Es schien hier eigentlich mal eine relativ gute Wohngegend gewesen zu sein, zumindest waren alle Häuser direkt an der Hauptstraße fast ausnahmslos relativ groß und für Kleinstadtverhältnisse ziemlich prächtig. Doch von diesem Glanz war wenig übrig. Die meisten dieser Häuser waren verfallen, einige sogar eingestürzt. Ich konnte nur zwei von ihnen ausmachen, die noch gut erhalten waren. Wieder hörte ich Stimmen.
Je mehr wir in Richtung Stadtkern vordrangen, desto dichter schienen sich hier die Einwohner Soltaus zu tummeln. Verschiedene Menschentrauben hatten sich in Nebenstraßen oder Vorgärten zusammengefunden und riefen und grölten, sodass ein großer Lärm entstand.

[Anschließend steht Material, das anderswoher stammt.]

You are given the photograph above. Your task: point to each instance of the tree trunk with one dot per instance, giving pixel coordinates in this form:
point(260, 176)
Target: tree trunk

Der giftige Dampf, der aus den Gullys stieg, vernebelte mir die Sicht. Hinzu kamen plötzlich die gigantischen Rauchwolken mehrerer großer Feuer, die in irgendwelchen Gärten und Hinterhöfen loderten, und für ein paar Sekunden erblindete ich beinahe komplett. Die Dämpfe griffen mich erbarmungslos an und, begleitet von einem fürchterlichen Brennen, schossen Tränen mein Gesicht hinunter. Hastig kniff ich meine Augen zusammen und wartete sehnsüchtig auf klarere Luft.
Das aggressive Gemisch aus Rauch und chemischen Dämpfen sog in nur kürzester Zeit jeglichen Schweiß aus meinen Poren und ich spürte, wie meine Haut anfing zu kochen. Es war schrecklich unangenehm.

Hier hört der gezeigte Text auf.